Are three birds sufficient to form a flock?

Participants

Louisa, Nathania, Sid

2 October, 2017


Rather accidentally, all three of the local Blackbird Bishops end up at the Wayhouse. After getting acquainted, they talk about maybe doing some charitable work, as is only right and proper for those of their order.

Location

The Wayhouse


After spending a few days tending to the practicalities of moving to a new town--finding shelter, buying necessities, getting settled, looking for work and learning the roads--Louisa's finally made her way around to the Wayhouse in the hopes of acquainting herself with the local Lost community, ostensibly one of the reasons she gravitated to this little New England town of all places. Of course, most folks are busy sleeping or tending to their own lives at 9-something on a Monday morning, which leaves the horned woman all alone in the living room. She's dressed for the cooler weather, an army green v-neck sweater paired with jeans, boots. Comfortable and casual. At the moment, she's fussing on her phone, though there's a mug of coffee close at hand, still steaming.

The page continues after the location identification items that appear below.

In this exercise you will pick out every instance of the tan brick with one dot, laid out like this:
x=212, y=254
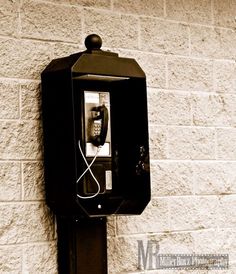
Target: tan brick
x=169, y=108
x=123, y=252
x=22, y=223
x=30, y=100
x=24, y=59
x=171, y=178
x=215, y=178
x=164, y=37
x=10, y=259
x=193, y=212
x=122, y=255
x=190, y=74
x=92, y=3
x=51, y=22
x=227, y=213
x=191, y=143
x=40, y=258
x=148, y=7
x=9, y=17
x=193, y=11
x=226, y=140
x=213, y=42
x=153, y=219
x=33, y=181
x=116, y=30
x=225, y=76
x=10, y=178
x=20, y=140
x=224, y=13
x=216, y=241
x=153, y=65
x=9, y=100
x=214, y=110
x=158, y=142
x=63, y=49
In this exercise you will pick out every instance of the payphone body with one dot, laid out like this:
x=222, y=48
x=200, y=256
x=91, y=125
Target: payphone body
x=95, y=127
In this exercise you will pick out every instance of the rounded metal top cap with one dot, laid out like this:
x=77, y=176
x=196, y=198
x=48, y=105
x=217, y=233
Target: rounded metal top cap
x=93, y=42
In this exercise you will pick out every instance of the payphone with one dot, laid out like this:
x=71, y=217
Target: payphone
x=95, y=126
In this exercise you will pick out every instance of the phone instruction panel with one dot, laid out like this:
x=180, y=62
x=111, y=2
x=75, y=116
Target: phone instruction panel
x=96, y=125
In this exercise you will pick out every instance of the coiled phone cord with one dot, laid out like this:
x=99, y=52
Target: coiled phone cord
x=88, y=169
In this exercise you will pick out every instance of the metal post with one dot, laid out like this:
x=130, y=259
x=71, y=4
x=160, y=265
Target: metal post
x=82, y=245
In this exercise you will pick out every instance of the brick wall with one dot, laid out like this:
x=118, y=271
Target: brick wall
x=187, y=49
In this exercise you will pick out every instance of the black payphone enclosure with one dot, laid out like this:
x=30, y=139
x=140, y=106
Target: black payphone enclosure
x=64, y=83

Nathania walks into the living room and gives a little start. "I didn't... expect to see... anyone here... at this hour. They're usually... asleep, or working." She gives a warm smile. "I'm... Nathania Winters, Bishop and... Winter of the Freehold... of Fate's Harvest. I'm also Waylady's Hand." She extends her own right hand, empty at the moment, her left hand clutching at the messenger bag strap across her body. She's dressed in a pale blue sweater with cables on it, and blue jeans with boots on her feet.

It's not until Nathania speaks that Louisa looks up from her phone, just one more glance down at the device to turn off the screen and shove it in her pocket distracting her before those pale pretty eyes are set entirely upon the winter courtier, her warm smile angled the stranger's way. "I'm not entirely sure what I was thinking," sounds awfully apologetic. And sweetly southern. And strangely compelling. There's just something about that honeyed voice that draws one in. "I suppose I'm still an optimist at heart, and hasn't it paid off?"

On her feet, she's terribly tall, just over six feet ignoring the horns, but she wears that presence amicably as she takes Nathania's hand in her own for a fairly gentle shake. "Louisa Dalton. Bit of a wandering Bishop myself. There a lot of us in the area? A lot of need for us?"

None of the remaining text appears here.